LONDON – Greece needs an agreement now with its creditors (the so-called troika comprising the International Monetary Fund, the European Commission, and the European Central Bank). Yet all parties are pursuing a disastrous “extend-and-pretend” strategy with a narrow focus on fiscal issues and pensions. In fact, rumors are now emerging that the Greek administration and the troika are considering yet another extension of an agreement that was supposed to end last year.
At the core of the Greek crisis are structural problems: a dysfunctional public administration, oligopolistic product markets, ludicrous regulatory burdens, bureaucratic red tape, and an absurdly slow judicial system. Without a clear strategy to address them, any agreement will lack credibility.
But if this is true – and many seem to believe it is – the current strategy is bound to fail for two reasons. First, any comprehensive package of structural reforms can be implemented only if austerity is relaxed. Second, an extension would prolong the sense of uncertainty that has so far jeopardized Greece’s recovery.

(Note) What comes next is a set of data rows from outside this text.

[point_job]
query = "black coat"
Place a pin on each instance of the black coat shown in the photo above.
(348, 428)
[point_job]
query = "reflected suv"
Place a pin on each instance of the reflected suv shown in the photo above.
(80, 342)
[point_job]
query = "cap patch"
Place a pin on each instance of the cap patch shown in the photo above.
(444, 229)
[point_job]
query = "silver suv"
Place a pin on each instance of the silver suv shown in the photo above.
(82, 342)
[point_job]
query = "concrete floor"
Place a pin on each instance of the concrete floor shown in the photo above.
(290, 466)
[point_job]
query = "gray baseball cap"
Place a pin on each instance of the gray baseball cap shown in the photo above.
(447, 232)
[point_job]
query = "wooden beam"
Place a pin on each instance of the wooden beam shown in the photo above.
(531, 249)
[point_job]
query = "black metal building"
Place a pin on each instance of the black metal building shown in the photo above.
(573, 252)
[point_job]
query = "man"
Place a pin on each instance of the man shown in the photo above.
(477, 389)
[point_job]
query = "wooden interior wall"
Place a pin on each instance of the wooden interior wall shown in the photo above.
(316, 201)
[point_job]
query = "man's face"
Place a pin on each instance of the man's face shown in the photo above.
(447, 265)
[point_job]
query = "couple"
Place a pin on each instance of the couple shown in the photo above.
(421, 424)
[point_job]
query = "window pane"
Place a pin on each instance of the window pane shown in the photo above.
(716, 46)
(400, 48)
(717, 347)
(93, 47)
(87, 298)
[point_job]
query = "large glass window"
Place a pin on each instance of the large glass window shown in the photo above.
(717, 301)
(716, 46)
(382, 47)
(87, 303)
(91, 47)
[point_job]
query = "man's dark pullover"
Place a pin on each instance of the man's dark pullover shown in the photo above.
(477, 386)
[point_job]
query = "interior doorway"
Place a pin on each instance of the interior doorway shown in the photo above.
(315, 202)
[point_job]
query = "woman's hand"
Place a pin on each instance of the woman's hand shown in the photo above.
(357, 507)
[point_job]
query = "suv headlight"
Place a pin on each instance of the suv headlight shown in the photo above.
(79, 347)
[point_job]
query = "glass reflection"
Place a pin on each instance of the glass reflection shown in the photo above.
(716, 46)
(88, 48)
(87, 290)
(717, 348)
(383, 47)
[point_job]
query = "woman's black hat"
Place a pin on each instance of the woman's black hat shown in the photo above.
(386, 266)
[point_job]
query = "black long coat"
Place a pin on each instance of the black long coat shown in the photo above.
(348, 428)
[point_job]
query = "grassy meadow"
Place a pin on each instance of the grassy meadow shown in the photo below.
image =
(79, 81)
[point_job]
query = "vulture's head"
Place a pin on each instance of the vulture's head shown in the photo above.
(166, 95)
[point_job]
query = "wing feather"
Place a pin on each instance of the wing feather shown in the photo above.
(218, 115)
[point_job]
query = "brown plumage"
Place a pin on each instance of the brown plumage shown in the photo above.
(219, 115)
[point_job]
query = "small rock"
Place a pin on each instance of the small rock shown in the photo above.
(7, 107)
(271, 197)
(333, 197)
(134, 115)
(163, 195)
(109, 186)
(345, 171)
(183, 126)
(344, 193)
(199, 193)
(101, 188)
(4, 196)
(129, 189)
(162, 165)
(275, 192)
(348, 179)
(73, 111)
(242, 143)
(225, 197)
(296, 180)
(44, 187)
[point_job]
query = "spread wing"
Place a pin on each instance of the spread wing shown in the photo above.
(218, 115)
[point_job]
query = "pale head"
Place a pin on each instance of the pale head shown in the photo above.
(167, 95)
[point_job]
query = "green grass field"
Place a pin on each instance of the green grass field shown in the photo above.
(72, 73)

A credible commitment by Greece to sound macroeconomic policies requires adjusting the troika’s targets to reflect realities. Current negotiations seem to envisage a modest primary budget surplus of 0.8-1% of GDP for 2015. But the best feasible target would be a tiny symbolic surplus for the primary balance (which excludes interest payments on debt) this year, and a gradual increase thereafter to a realistic 1.5-2% of GDP.